I am quick to forget that my consciousness, my feelings, and my concerned community are my allies even though they may disturb and disrupt my binge. My good friend carved into my heart, “Truth is love.” Listening to the truth and attending to my feelings is the first act of self-love and compassion.  This is the first step toward freedom. When we yield to the truth, like the prodigal son, we will return to the genuine light and warmth of love. I often have to remind myself that the God I adore is a God of love. He is not seeking to chastise; instead, he longs to welcome me home without shame or retribution. This is one of our central missions of the Center for Christian Life Enrichment.

How can we wake up and lay aside our bad habits? The question of concern is, “When we are resistant to transformation, what does it take to penetrate our denial and initiate change?” What will awaken my intention and engage my resources in order to bring about needed changes in my life? Alcoholics Anonymous teaches that alcoholics often need to hit bottom before they will get sober. What is our bottom and will we change? Will we look up for help when we are broken and scared?

Transformation is a process of ups and downs. It is cyclical not linear. Overthrowing denial is foundational to transformation. Once the light of truth burns the fog of denial away, the issue is not whether I have a problem, but whether I am willing to do what it takes to overcome it. As we penetrate our denial, we then must  confront our rationalizations, excuses and stinking thinking.

My biggest battles are internal. I get hurt and angry and refuse to work through my upset with God and those who I perceive have wronged me. I get scared and instead of reaching out and up for help I isolate and withdraw from those who most can support me. I am learning to overcome shame and resist the temptation to self medicate with soft addictions.
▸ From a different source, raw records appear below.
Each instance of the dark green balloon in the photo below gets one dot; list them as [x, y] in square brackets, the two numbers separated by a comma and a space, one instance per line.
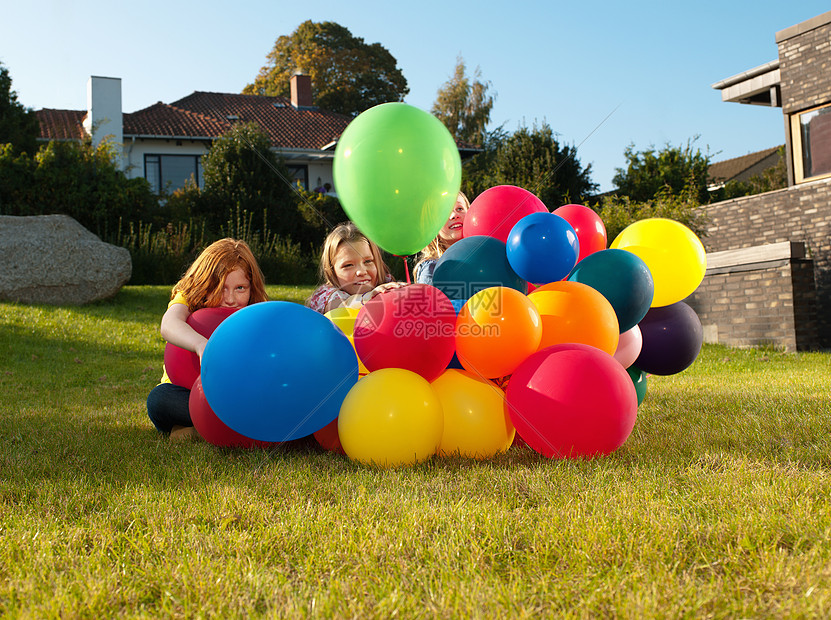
[639, 379]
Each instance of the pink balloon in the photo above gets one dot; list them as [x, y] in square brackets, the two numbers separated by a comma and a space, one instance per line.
[496, 210]
[591, 232]
[572, 400]
[182, 366]
[413, 327]
[629, 346]
[211, 428]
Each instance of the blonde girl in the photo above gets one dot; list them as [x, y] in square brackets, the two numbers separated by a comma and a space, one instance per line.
[449, 234]
[224, 275]
[352, 271]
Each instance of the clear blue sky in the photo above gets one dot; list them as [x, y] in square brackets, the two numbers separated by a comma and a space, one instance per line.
[567, 63]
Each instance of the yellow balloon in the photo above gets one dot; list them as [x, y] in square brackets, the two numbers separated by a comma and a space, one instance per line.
[344, 320]
[476, 424]
[674, 254]
[391, 417]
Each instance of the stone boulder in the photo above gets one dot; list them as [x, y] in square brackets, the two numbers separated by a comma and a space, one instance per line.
[52, 259]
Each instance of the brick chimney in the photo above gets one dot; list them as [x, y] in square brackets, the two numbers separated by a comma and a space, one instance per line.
[104, 117]
[301, 90]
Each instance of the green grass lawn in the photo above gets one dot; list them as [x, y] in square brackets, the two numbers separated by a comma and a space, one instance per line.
[716, 506]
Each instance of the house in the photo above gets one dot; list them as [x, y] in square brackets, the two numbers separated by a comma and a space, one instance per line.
[768, 279]
[165, 142]
[742, 168]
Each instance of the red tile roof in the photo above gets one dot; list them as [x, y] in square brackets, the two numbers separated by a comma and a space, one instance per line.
[209, 115]
[729, 169]
[167, 121]
[287, 126]
[61, 124]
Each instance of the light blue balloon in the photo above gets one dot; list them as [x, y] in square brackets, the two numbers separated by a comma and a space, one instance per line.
[276, 371]
[542, 248]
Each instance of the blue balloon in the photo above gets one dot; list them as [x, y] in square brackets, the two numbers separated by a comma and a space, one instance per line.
[623, 279]
[542, 248]
[277, 371]
[473, 264]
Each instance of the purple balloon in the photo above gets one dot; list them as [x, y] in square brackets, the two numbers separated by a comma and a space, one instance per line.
[672, 338]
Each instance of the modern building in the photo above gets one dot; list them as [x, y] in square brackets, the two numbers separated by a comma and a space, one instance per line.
[768, 279]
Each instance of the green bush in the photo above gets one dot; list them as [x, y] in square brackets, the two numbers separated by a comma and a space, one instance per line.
[74, 179]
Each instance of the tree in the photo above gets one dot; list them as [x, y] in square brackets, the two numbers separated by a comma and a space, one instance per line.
[348, 75]
[19, 125]
[675, 167]
[241, 172]
[775, 177]
[464, 105]
[534, 160]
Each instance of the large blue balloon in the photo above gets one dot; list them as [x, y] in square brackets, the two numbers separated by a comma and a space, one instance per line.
[542, 248]
[277, 371]
[623, 279]
[672, 338]
[473, 264]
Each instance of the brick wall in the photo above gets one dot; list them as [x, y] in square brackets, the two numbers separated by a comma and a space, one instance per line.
[753, 306]
[763, 305]
[805, 64]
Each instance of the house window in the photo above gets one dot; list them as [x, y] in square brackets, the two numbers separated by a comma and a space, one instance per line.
[299, 174]
[811, 137]
[171, 172]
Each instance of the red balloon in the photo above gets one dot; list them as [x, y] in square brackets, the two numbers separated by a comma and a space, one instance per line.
[572, 400]
[496, 210]
[591, 232]
[329, 439]
[182, 366]
[211, 428]
[412, 327]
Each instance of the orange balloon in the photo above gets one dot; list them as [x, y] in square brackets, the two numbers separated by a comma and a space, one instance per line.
[573, 312]
[495, 331]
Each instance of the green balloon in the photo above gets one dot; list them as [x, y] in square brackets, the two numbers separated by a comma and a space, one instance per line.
[397, 173]
[639, 379]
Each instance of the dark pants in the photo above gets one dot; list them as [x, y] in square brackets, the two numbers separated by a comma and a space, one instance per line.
[167, 406]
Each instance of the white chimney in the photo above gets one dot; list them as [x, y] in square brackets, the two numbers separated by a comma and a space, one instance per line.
[104, 117]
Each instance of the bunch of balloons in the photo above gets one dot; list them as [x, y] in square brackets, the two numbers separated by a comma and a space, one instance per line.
[533, 328]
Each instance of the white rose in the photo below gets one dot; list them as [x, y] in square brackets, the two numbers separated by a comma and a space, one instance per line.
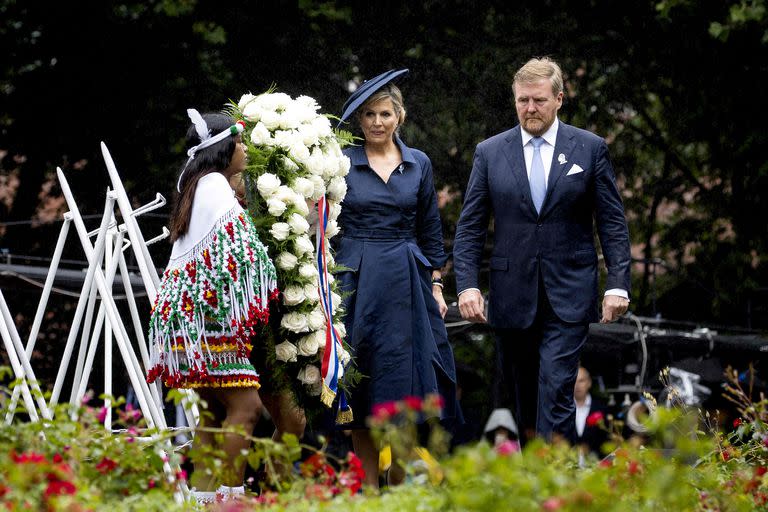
[322, 125]
[286, 351]
[270, 119]
[316, 319]
[286, 261]
[299, 152]
[266, 101]
[344, 165]
[308, 345]
[304, 245]
[337, 188]
[281, 100]
[308, 102]
[316, 162]
[284, 138]
[285, 194]
[298, 223]
[245, 99]
[280, 230]
[319, 187]
[300, 204]
[295, 322]
[293, 295]
[303, 186]
[275, 207]
[260, 135]
[267, 184]
[290, 118]
[311, 293]
[309, 375]
[290, 165]
[332, 229]
[308, 135]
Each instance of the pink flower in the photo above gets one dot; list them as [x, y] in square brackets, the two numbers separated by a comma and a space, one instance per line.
[553, 503]
[595, 418]
[385, 410]
[508, 447]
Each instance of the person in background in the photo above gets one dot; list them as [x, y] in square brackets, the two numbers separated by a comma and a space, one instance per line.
[501, 431]
[590, 415]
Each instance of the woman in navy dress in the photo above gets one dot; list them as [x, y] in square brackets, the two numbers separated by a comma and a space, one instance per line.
[391, 247]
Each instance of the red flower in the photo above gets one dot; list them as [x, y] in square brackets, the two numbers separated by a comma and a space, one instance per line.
[412, 402]
[28, 458]
[106, 465]
[385, 410]
[59, 487]
[595, 418]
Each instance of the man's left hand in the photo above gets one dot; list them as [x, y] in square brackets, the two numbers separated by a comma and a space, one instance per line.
[613, 307]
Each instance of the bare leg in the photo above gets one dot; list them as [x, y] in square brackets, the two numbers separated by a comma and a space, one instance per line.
[243, 410]
[288, 417]
[366, 449]
[201, 479]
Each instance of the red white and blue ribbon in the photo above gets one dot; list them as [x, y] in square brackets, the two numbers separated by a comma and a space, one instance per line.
[332, 369]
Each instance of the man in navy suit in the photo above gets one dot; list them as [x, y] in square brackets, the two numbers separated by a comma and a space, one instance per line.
[548, 186]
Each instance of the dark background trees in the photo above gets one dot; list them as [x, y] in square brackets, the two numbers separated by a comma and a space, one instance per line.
[675, 86]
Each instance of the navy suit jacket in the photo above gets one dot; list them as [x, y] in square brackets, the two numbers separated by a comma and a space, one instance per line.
[557, 245]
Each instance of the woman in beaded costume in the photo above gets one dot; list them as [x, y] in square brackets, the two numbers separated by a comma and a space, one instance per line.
[215, 292]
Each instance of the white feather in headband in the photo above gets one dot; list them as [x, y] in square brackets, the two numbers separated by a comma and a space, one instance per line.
[201, 127]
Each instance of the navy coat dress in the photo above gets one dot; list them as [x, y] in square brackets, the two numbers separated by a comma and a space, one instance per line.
[390, 240]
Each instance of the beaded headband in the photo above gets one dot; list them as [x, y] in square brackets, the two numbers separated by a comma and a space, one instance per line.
[201, 127]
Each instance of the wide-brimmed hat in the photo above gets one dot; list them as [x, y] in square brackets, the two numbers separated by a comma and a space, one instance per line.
[367, 89]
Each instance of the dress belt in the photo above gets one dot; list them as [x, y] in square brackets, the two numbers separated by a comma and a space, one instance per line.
[379, 234]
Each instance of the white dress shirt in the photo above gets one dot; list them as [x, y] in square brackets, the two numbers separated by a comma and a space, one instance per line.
[582, 411]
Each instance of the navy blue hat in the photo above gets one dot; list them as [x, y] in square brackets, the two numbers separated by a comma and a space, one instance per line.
[367, 89]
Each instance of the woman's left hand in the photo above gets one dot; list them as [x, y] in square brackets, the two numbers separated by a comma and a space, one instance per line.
[437, 293]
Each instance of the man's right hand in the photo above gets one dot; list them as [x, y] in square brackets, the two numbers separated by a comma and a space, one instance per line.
[472, 306]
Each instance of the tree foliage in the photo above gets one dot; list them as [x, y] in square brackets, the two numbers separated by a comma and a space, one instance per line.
[676, 97]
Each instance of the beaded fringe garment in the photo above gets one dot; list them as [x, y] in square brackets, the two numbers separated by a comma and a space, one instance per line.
[210, 300]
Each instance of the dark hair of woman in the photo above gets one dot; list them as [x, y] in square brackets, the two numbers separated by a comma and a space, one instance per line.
[207, 160]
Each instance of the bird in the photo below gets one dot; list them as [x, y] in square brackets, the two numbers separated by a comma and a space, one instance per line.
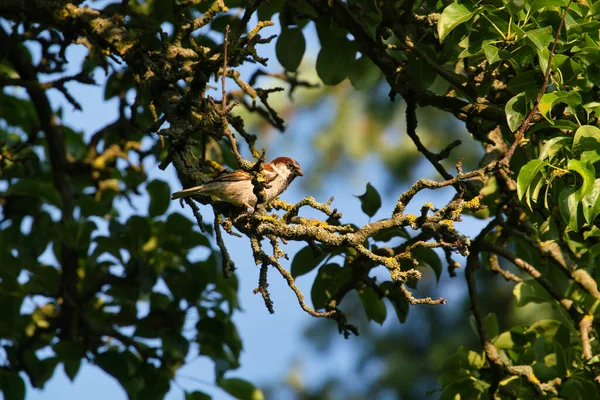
[236, 187]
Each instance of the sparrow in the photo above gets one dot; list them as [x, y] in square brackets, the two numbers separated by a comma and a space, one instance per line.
[236, 187]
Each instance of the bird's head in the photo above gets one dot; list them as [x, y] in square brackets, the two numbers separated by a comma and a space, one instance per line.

I am accepting that I make mistakes and learning how to have compassion for myself.

Personal transformation is a way of living and being. It is focused on investing our lives in the pursuit of fulfilling our life purpose. I believe each of us is a child of God with a responsibility to find our calling and fulfill our mission. It requires courage and the willingness to accept that the good fight is a bout with unlimited rounds. The prize goes to those one who persist, picking themselves up after inevitable setbacks, and rededicating themselves to the lifelong journey of transformation.